Withaferin A suppresses tumor promoter 12-O-tetradecanoylphorbol 13-acetate-induced decreases in isocitrate dehydrogenase 1 activity and mitochondrial function in skin epidermal JB6 cells.

Withaferin A (WA) is a bioactive compound derived from Withania somnifera. The antitumor activity of WA has been well studied in human cancer models; however, its chemopreventive potential is unclear. In the present study, we used the skin epidermal JB6 P+ cells, a well-established model for tumor promotion, and demonstrated that WA suppressed the tumor promoter 12-O-tetradecanoylphorbol 13-acetate (TPA)-induced cell transformation and cell proliferation. Interestingly, TPA inactivated isocitrate dehydrogenase 1 (IDH1), which was reversed by WA. Similar results were also observed in mouse skin tissue. Therefore, we focused on metabolism as the potential mechanism of action. We found that mitochondrial functions were downregulated by TPA treatment, as indicated by reduced mitochondrial membrane potential, complex I activity and mitochondrial respiration.
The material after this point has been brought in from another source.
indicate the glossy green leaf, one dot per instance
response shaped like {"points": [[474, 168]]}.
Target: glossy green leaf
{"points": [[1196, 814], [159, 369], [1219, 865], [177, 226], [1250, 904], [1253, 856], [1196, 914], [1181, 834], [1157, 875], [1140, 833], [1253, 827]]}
However, all of these downregulations were inhibited by WA. In addition, we examined the levels of α-ketoglutarate, a product of IDH1, and WA blocked its reduction upon TPA treatment. Finally, we detected the lactate level as a glycolysis marker, and WA suppressed its elevation caused by tumor promoter treatment. Altogether, these results suggest that WA might exert its chemopreventive activity via inhibiting not only oncogenic activation, but also IDH1 inactivation and mitochondrial dysfunction in early tumorigenesis.